🧬 From Patient to Precision: Unlocking the Secrets of Vaccine Effectiveness 🧪
What makes a vaccine truly excellent, especially for people who don’t usually respond well to vaccines, like older adults? At WIMR, Dr Kerrie Sandgren, Prof Tony Cunningham and their team are tackling this question by applying precision medicine technologies in an innovative way - not to personalise treatments, but to understand deeply how vaccines work and how they can be made more effective for everyone.
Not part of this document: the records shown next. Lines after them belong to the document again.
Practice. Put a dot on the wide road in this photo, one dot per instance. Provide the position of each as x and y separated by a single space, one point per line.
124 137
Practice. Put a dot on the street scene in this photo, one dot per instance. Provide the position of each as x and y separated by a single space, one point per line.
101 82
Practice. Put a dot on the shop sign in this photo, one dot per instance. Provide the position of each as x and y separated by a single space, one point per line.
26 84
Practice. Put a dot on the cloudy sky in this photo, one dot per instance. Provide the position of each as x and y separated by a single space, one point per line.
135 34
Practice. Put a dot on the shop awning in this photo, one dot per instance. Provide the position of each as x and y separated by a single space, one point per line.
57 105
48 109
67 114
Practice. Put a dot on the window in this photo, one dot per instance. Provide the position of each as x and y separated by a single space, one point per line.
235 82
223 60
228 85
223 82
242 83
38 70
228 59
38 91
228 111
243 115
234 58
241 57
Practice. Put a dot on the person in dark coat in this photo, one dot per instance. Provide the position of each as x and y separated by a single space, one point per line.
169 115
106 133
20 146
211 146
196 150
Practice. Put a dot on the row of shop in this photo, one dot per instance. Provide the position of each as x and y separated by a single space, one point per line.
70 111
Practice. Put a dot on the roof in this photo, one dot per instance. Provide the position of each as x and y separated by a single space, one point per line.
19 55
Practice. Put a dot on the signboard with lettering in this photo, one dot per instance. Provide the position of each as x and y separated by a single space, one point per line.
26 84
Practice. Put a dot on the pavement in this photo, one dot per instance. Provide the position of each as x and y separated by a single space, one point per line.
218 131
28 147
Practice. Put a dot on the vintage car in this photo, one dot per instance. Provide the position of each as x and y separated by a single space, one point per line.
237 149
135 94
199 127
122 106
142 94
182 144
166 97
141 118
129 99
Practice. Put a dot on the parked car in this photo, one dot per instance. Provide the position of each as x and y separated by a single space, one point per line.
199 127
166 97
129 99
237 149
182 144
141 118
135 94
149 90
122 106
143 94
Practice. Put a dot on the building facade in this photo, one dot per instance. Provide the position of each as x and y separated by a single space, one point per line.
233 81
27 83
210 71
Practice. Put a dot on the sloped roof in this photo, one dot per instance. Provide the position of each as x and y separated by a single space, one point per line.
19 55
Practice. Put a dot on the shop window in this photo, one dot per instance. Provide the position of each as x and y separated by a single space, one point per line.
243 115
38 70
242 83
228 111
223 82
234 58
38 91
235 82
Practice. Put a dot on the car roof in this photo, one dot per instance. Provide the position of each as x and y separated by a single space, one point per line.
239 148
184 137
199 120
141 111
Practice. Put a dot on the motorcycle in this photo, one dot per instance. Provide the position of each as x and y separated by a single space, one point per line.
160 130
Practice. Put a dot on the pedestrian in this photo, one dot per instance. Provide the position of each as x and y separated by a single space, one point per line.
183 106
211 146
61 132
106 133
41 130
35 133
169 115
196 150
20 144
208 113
In the first image, we see a surgeon at Westmead Hospital removing a lymph node from a breast cancer patient who bravely chose to contribute to research. In the second, that same tissue is used to uncover how the shingles vaccine achieves its exceptional performance - using state-of-the-art tools like the Xenium spatial transcriptomics platform, part of the PrecisionGo technology pipeline at the The Westmead Institute for Medical Research.
Why is this research groundbreaking?
🔹 It investigates why some vaccines outperform others, beyond trial-and-error.
🔹 It explores how powerful adjuvants (vaccine enhancers) can improve future vaccines.
🔹 It uses donated human lymph nodes - the command centres of immune response - so we can learn what happens in real human biology.
Every donated sample is precious. With access to leading technologies at WIMR, we’re extracting as much insight as possible to help develop faster, better, more inclusive vaccines - and ensure no one is left behind.
Because when someone says yes to donating tissue, they deserve to know that their sample could help save countless lives.